- Composed by Marco Beltrami
- Silva Screen / 2015 / 64m
An action thriller from Taken director Pierre Morel, The Gunman stars Sean Penn as an assassin whose murder of a Congolese minister comes back to haunt him when he returns to the Congo years later. The film has been a disaster both critically and commercially. Far from a disaster is Marco Beltrami’s smart score. Beltrami is a prolific film composer with a distinctive style but you’re never too sure what you’re going to get – his action/thriller scores span the whole range from subtle electronic affairs through gritty percussive tests of endurance all the way up to glorious orchestral blowouts. The Gunman is generally at the subtler end of the scale, but with some bursts of excitement and a very stylish feel throughout which makes it a compelling listen. What I like is that there’s a human side never far away, the composer managing to make the music feel as if it’s really about something that matters rather than just being yet another set of musical wallpaper for a routine thriller.

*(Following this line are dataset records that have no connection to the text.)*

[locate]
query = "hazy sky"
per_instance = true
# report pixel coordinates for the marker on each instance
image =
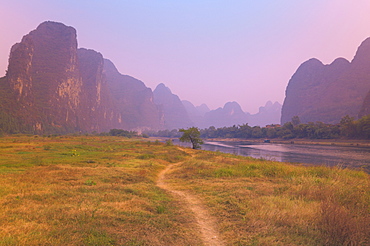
(205, 51)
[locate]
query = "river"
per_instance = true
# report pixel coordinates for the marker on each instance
(351, 157)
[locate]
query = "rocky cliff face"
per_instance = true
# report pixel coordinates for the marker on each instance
(174, 113)
(134, 100)
(365, 109)
(51, 86)
(326, 93)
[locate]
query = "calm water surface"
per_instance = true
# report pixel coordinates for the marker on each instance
(354, 157)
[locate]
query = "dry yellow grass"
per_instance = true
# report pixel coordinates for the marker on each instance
(86, 190)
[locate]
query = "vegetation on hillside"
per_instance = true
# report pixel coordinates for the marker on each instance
(347, 128)
(101, 190)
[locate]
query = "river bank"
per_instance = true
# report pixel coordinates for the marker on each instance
(325, 142)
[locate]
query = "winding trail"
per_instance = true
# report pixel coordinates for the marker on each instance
(205, 222)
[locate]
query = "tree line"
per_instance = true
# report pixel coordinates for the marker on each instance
(347, 128)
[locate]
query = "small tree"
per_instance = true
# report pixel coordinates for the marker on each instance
(191, 135)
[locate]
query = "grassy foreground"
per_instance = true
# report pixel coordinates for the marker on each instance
(88, 190)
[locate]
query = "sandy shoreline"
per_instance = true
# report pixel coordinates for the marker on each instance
(326, 142)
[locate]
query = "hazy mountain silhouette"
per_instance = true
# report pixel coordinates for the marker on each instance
(326, 93)
(51, 86)
(174, 113)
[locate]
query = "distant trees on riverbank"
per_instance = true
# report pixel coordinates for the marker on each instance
(347, 128)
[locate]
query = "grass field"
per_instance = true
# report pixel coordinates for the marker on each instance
(90, 190)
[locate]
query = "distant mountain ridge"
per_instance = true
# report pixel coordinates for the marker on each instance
(326, 93)
(232, 114)
(52, 86)
(174, 113)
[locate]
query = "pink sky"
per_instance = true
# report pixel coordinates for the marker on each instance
(208, 51)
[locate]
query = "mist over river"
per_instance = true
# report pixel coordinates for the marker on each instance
(351, 157)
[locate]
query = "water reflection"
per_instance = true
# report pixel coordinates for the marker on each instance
(354, 157)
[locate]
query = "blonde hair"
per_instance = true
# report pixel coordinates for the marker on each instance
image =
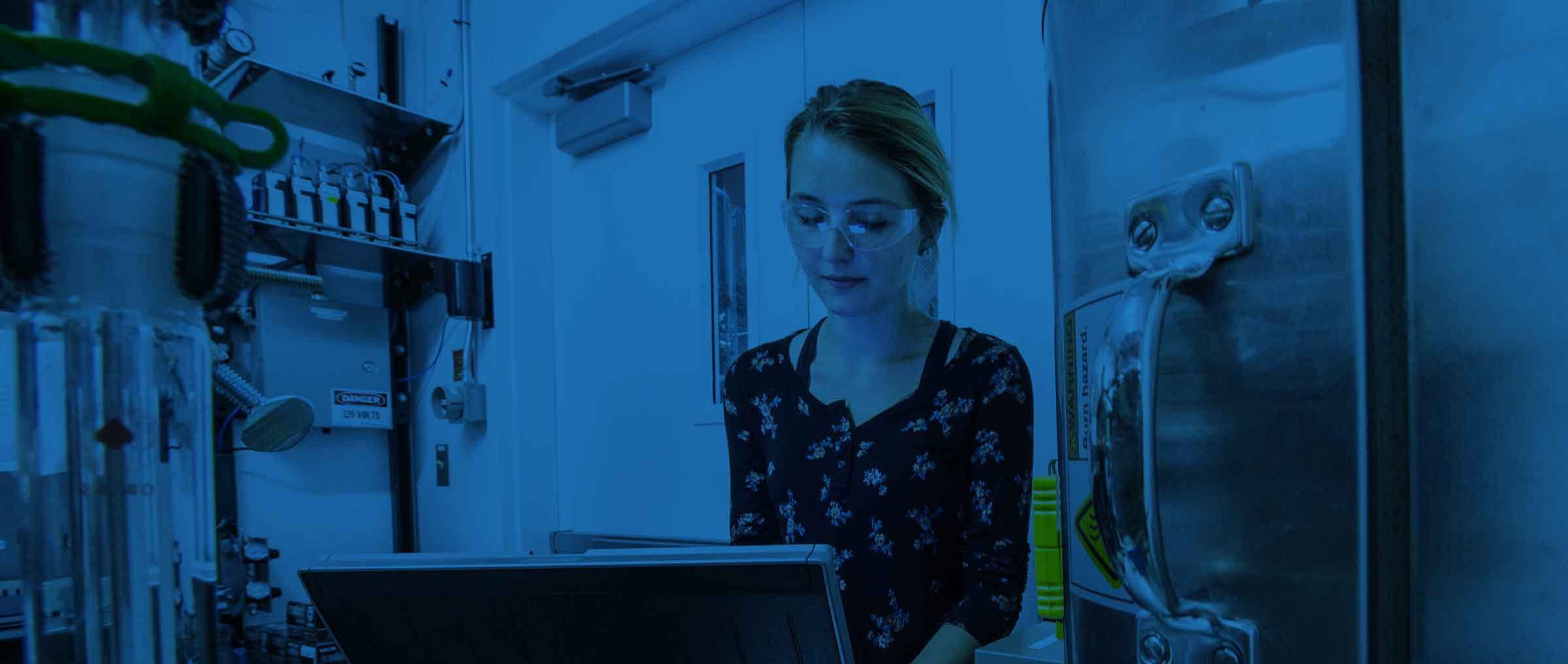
(888, 123)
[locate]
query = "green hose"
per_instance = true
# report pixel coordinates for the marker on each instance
(165, 114)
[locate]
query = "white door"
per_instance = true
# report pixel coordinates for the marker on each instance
(632, 275)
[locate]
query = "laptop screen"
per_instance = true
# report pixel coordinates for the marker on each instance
(745, 605)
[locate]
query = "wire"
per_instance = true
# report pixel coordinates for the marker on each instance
(444, 329)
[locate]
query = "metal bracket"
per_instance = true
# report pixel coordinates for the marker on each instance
(1196, 641)
(579, 90)
(1203, 217)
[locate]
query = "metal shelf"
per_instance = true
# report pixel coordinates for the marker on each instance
(405, 139)
(335, 245)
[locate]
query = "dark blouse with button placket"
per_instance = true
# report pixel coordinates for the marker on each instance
(926, 505)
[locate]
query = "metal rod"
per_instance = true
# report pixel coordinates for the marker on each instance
(466, 33)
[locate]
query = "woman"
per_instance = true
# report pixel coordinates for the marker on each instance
(904, 443)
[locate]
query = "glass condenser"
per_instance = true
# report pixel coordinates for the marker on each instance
(1311, 342)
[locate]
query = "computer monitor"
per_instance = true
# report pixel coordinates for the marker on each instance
(711, 605)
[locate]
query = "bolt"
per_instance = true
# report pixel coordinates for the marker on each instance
(1217, 212)
(270, 424)
(1154, 650)
(220, 354)
(1225, 655)
(1143, 231)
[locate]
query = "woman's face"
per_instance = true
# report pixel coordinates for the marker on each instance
(838, 173)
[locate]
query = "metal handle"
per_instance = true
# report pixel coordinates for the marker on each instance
(1173, 235)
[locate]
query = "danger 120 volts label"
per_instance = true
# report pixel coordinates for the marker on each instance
(361, 408)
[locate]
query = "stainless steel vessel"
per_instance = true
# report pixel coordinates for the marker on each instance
(1311, 342)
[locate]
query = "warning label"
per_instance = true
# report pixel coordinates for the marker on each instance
(1087, 526)
(361, 408)
(1083, 333)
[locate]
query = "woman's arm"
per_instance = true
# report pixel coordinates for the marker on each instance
(751, 516)
(996, 533)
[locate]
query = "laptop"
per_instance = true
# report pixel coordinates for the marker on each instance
(708, 605)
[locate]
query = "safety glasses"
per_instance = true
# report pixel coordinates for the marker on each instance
(864, 227)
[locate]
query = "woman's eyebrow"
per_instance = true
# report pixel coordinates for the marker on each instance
(885, 201)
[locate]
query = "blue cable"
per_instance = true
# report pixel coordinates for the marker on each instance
(446, 327)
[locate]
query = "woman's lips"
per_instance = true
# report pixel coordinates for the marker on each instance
(841, 283)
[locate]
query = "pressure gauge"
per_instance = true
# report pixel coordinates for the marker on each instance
(257, 552)
(239, 41)
(257, 591)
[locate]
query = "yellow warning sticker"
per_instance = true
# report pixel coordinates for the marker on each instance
(1070, 354)
(1087, 526)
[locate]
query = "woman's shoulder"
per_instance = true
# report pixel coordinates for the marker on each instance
(979, 348)
(758, 360)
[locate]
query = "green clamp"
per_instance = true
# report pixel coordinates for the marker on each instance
(165, 114)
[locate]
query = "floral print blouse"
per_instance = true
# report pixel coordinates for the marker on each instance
(926, 505)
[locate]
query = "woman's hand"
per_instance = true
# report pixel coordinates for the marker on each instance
(951, 646)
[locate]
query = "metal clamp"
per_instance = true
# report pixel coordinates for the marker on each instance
(1173, 235)
(1196, 641)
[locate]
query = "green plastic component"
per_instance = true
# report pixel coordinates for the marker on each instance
(1049, 584)
(165, 114)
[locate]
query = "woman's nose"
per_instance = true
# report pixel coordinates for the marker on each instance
(838, 248)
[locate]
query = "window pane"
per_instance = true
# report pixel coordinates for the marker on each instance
(728, 266)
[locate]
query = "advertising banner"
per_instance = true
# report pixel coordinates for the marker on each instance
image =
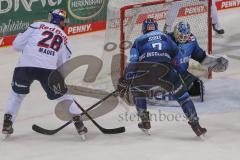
(84, 15)
(17, 15)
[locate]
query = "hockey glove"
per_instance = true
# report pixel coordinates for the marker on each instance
(123, 87)
(216, 63)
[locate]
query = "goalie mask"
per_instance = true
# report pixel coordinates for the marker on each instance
(58, 17)
(149, 25)
(182, 32)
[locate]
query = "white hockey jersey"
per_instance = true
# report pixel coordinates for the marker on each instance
(43, 45)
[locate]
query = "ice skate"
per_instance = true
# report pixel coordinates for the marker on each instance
(7, 129)
(198, 130)
(217, 30)
(145, 125)
(81, 129)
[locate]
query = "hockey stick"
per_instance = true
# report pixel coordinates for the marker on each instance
(103, 130)
(41, 130)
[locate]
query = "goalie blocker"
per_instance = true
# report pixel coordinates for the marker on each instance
(194, 85)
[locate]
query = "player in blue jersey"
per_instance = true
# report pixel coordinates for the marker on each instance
(150, 65)
(190, 49)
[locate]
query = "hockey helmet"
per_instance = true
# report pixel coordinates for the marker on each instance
(182, 32)
(149, 25)
(57, 15)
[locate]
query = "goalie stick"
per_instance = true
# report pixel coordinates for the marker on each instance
(41, 130)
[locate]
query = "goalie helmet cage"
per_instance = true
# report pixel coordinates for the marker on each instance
(196, 12)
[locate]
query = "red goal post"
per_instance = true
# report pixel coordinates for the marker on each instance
(148, 9)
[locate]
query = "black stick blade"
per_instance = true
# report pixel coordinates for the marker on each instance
(41, 130)
(113, 131)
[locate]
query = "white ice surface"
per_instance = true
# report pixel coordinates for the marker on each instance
(170, 140)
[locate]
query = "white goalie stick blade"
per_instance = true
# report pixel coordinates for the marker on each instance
(5, 137)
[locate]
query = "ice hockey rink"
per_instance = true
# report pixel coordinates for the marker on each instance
(170, 139)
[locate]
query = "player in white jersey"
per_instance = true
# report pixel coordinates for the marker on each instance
(44, 47)
(172, 15)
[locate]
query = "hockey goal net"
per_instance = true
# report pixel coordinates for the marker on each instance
(124, 22)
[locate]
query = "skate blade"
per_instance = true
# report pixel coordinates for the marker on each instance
(202, 137)
(146, 131)
(5, 137)
(218, 35)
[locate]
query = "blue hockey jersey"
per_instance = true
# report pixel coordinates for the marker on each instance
(154, 46)
(188, 50)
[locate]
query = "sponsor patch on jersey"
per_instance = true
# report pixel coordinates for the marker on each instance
(47, 51)
(192, 38)
(153, 54)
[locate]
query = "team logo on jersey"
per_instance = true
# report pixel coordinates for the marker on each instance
(85, 9)
(1, 41)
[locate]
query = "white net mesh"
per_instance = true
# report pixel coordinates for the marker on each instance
(195, 12)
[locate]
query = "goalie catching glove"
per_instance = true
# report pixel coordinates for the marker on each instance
(215, 63)
(123, 87)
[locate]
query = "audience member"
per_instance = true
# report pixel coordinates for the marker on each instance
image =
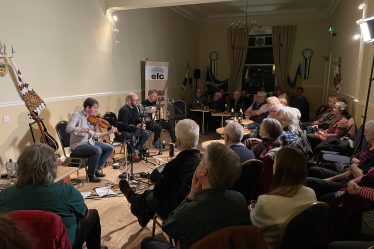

There is some real melody in the early moments of the album before the gripping tension begins to become all-consuming. “Village People” is a brilliant action track and the score in a nutshell – layers of percussion, bursts of brass, swirling strings – it’s completely gripping. The intricate composition is typical of the score – there is so much going on, even in the quieter moments, the great pace of the percussion providing the energy but there are real brains behind it, subtle tweaks (both acoustic and electronic) carefully adjusting the mood as required. Some of those tweaks do take the music into suspense material that probably fulfills an important role within the film but doesn’t do much on the album – and this could really do with 15-20 minutes chopping out, which is my only real complaint. The Goldsmithian action track “Fish in a Barrel” is really first rate. Also I love the contrast the piano theme which crops up throughout provides to the tense, often nerve-wracking action/suspense and that The Gunman is a score that’s unmistakably Beltrami’s but stands apart from others he has done in the genre in the recent past (that there’s more than one way to skin a cat doesn’t seem to have occurred to some of the decision-makers behind film music in recent years). It’s not destined to be considered a classic but there’s plenty of meat on this bone that is very easy to savour.